Kapanlagi.com - Meme sederhana soal jajanan pinggir jalan cilor tiba-tiba jadi sorotan setelah muncul salah tafsir dari sebagian netizen Korea. Awalnya cuma lelucon sarkastik dari komunitas SEAblings (warganet Indonesia) sebagai cara meredam ketegangan saat perang kata-kata dengan kelompok KNetz di platform X (Twitter).

Namun, interpretasi berbeda membuat topik ini cepat meluas dan menimbulkan polemik lintas negara. Beginilah awal ceritanya!

Baca berita lainnya di Liputan6.com!

1. Latar Belakang

Latar belakangnya begini: dalam rangka membalas komentar bernada rasis dari beberapa akun KNetz, para netizen Asia Tenggara memakai frasa 'cilor mau cilor?', mengambil nama jajanan khas Indonesia, cilor (aci telur) sebagai bentuk humor dan parodi. Tujuan awal meme ini memang satir dan bukan bermuatan seksual.

Tuduhan KNetz salah tentang cilor (credit: x.com/_herlivery)
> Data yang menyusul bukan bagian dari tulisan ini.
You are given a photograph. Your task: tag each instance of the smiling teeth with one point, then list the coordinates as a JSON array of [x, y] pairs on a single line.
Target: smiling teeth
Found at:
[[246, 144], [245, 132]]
Kendati demikian, salah satu akun Knetz mengaitkan ucapan serupa dengan dugaan pelecehan yang melibatkan seorang kreator konten Indonesia, sehingga suasana makin panas. Akun tersebut menuduh kreator Jang Jiboy melakukan pelecehan terhadap mahasiswi Korea dengan mengutip kata-kata yang menurut klaim akun tersebut, bermakna vulgar. Tuduhan ini kemudian direpost oleh beberapa pengguna lain hingga viral

(Setelah 8 tahun menikah, Raisa dan Hamish Daud resmi cerai.)

2. Warganet Langsung Jelaskan

Meme 'cilor mana cilor' kini banyak digunakan warganet Indonesia (credit: x.com/masdodi1705)

Banyak warganet Indonesia langsung meluruskan kata cilor yang dipakai di meme merujuk pada makanan, bukan istilah seksual, dan konteks unggahan itu adalah parodi. Soal tuduhan pelecehan itu adalah kesalahpahaman besar yang memicu kecaman.

Tak sedikit yang menggunakan 'cilor mau cilor' ke cuitan KNetz lainny soal SEAblings!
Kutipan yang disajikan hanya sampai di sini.